The ideal for a standard file format is one that is open, accessible to everyone, and that can be implemented in any kind of software--whether of the commercial type, or of the Free Software or open source type. The OpenDocument Format is our best chance at implementing a successful open standard file format for documents in the office suite context. It is an ISO standard and is already the target of IT policy or legislation in Massachusetts, Minnesota, the Bristol City Council (England), and at the national and municipal government levels in Belgium, Denmark, France, Australia, South Korea, and Malaysia, among others. Furthermore, there are unannounced publicly and privately traded companies that are pursuing vendor neutrality and modularity in their IT systems and expressing interest in ODF for their computer systems as the first step to an ideal end-state based on open standards.

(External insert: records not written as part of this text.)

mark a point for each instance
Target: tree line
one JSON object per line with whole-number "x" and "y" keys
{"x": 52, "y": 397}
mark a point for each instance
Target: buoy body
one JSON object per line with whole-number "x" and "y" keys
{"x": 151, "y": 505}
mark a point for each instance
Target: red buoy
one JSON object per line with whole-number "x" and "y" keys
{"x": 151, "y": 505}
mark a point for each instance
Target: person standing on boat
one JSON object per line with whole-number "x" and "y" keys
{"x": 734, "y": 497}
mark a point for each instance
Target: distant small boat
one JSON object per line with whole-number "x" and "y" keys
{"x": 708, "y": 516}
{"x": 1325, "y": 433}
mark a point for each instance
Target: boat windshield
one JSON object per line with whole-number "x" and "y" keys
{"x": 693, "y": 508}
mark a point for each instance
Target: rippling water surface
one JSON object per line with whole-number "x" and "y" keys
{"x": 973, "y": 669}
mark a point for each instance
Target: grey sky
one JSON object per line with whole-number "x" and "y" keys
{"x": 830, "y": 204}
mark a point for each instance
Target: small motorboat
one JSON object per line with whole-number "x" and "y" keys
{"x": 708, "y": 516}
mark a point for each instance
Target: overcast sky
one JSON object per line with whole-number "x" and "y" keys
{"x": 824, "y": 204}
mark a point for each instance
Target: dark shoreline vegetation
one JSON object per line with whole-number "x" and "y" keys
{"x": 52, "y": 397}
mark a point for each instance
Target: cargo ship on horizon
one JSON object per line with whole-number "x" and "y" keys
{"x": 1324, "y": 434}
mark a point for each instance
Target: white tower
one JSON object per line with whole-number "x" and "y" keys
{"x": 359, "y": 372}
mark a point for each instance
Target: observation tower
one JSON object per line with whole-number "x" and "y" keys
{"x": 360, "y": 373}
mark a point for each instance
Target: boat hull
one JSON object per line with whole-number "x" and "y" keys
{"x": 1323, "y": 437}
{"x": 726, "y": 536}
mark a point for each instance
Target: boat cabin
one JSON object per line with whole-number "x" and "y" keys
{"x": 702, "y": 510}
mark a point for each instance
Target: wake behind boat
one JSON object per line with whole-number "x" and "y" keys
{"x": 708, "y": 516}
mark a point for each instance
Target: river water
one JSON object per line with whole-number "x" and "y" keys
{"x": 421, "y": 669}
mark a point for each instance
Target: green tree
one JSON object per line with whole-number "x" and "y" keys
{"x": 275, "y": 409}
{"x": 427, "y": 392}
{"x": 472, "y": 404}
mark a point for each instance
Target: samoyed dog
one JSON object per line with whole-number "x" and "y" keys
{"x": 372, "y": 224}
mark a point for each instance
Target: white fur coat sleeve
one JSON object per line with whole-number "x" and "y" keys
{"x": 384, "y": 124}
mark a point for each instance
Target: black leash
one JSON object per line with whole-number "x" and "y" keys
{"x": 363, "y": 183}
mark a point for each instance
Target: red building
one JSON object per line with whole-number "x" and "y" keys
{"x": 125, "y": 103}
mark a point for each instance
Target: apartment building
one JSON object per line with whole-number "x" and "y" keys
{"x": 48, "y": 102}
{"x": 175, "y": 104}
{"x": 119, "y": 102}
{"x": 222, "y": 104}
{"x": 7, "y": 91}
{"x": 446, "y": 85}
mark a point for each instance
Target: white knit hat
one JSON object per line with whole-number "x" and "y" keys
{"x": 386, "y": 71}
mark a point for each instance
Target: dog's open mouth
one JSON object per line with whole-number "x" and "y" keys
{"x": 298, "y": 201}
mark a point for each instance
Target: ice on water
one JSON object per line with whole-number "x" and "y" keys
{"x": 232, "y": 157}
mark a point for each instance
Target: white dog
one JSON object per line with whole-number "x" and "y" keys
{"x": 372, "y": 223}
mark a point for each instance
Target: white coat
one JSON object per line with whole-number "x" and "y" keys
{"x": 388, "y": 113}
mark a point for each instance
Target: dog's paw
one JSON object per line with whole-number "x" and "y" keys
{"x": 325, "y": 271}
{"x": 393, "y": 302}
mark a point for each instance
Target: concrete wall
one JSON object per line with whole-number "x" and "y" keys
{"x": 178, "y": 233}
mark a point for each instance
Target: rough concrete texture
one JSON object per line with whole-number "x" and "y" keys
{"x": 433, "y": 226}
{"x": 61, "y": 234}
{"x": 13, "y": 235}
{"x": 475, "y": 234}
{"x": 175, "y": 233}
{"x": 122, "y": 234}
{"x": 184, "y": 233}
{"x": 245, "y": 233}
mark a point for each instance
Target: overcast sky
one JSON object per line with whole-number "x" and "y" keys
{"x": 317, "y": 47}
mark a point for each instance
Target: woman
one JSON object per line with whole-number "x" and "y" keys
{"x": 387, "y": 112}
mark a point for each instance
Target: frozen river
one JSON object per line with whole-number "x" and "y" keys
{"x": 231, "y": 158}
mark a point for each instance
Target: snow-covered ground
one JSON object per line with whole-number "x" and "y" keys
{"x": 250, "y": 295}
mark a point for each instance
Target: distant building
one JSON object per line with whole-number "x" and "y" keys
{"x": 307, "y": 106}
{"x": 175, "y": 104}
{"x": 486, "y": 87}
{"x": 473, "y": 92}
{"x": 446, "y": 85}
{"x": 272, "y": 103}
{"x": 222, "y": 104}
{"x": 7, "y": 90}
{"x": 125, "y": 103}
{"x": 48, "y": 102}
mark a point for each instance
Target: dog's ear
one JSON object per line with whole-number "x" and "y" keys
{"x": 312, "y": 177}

OpenDocument Format Is a Specification
The OpenDocument Format itself is a technical specification. That is, it is essentially a document--a piece of paper. The specification is the complete set of instructions, the recipe, that any software developers or entities can freely and openly use to incorporate ODF into their software, including but not limited to office suite applications such as those mentioned above.
The OpenDocument Format specification document resides at the Organization for the Advancement of Structured Information Standards (OASIS) website. The OASIS OpenDocument Format for Office Applications Technical Committee (OASIS ODF TC) is responsible for making changes to the format, keeping it technically up-to-date, and permitting it to evolve with innovations in document technology that will certainly occur in the future.